Oldest writer ever on Booker Prize Shortlist
This year’s shortlist for the £50,000 Booker Prize for fiction has already notched up a first. Alan Garner, author of the allegorical fable Ridley Walker (Fourth Estate), is the oldest ever writer to be shortlisted in the prize’s 53-year history. Should he win, he will be 88 on the night the prize is announced.
The other shortlisted novels are: Glory (Chatto) by NoViolet Bulawayo, Small Things Like These (Faber) by Claire Keegan; The Trees (Influx Press) by Percival Everett;
The Seven Moons of Maali Almeida (Sort of) by Shehan Karunatilaka; and Oh William! (Viking) by Elizabeth Strout.

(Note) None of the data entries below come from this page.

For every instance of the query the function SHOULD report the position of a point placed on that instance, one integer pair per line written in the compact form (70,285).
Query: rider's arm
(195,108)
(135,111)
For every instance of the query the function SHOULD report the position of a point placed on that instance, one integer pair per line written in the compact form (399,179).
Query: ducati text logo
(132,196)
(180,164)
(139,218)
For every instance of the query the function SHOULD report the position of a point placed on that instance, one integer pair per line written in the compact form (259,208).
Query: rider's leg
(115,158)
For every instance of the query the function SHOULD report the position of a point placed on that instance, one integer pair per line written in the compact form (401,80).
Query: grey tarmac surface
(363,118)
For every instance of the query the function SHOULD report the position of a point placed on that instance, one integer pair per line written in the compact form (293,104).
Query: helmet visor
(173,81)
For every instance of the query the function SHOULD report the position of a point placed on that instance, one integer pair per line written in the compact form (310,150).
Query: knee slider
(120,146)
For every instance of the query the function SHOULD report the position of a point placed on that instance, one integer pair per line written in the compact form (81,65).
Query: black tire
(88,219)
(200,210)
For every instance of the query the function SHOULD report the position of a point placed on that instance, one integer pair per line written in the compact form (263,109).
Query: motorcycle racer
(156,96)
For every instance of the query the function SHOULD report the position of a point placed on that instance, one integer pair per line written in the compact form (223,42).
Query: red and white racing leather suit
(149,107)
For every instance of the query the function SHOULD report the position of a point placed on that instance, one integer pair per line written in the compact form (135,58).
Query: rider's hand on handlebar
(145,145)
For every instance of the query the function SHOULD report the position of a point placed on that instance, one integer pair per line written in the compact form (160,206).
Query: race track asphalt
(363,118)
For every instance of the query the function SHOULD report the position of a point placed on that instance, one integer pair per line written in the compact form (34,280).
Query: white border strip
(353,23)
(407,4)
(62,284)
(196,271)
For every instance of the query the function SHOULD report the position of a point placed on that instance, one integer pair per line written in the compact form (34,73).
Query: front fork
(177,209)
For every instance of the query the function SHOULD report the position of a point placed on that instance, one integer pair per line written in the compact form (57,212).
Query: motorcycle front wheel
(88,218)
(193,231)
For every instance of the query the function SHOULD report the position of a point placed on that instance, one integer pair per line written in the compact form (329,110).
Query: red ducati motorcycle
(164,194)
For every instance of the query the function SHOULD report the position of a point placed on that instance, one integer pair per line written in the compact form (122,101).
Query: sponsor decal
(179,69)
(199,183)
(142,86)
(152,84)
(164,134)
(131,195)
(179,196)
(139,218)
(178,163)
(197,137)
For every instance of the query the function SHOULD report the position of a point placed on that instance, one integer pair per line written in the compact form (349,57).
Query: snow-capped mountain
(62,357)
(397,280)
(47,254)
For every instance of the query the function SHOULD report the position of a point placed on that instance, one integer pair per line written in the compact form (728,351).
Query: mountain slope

Glory is a satire that echoes Animal Farm, based around the fall of former president of Zimbabwe, Robert Mugabe. Small Things Like These is set against the background of Ireland’s so-called Magdalene laundries where unmarried mothers were treated harshly. The Trees is based on the real-life lynching of Emmett Till in Mississippi in 1955. The Seven Moons of Maali Almeida is set during the Sri Lankan civil war. Elizabeth Strout’s Oh William!, is the third novel in the author’s Lucy Barton series, and follows Lucy’s reflections on marriage following the death of her second husband.
Announcing the shortlist from the Serpentine Pavilion in Hyde Park, London, Booker Prize judges chair Neil MacGregor said in all six books “something momentous happens to an individual or to a society. They realize what they are and what they can become.”
The winner will be announced on Monday, 17 October.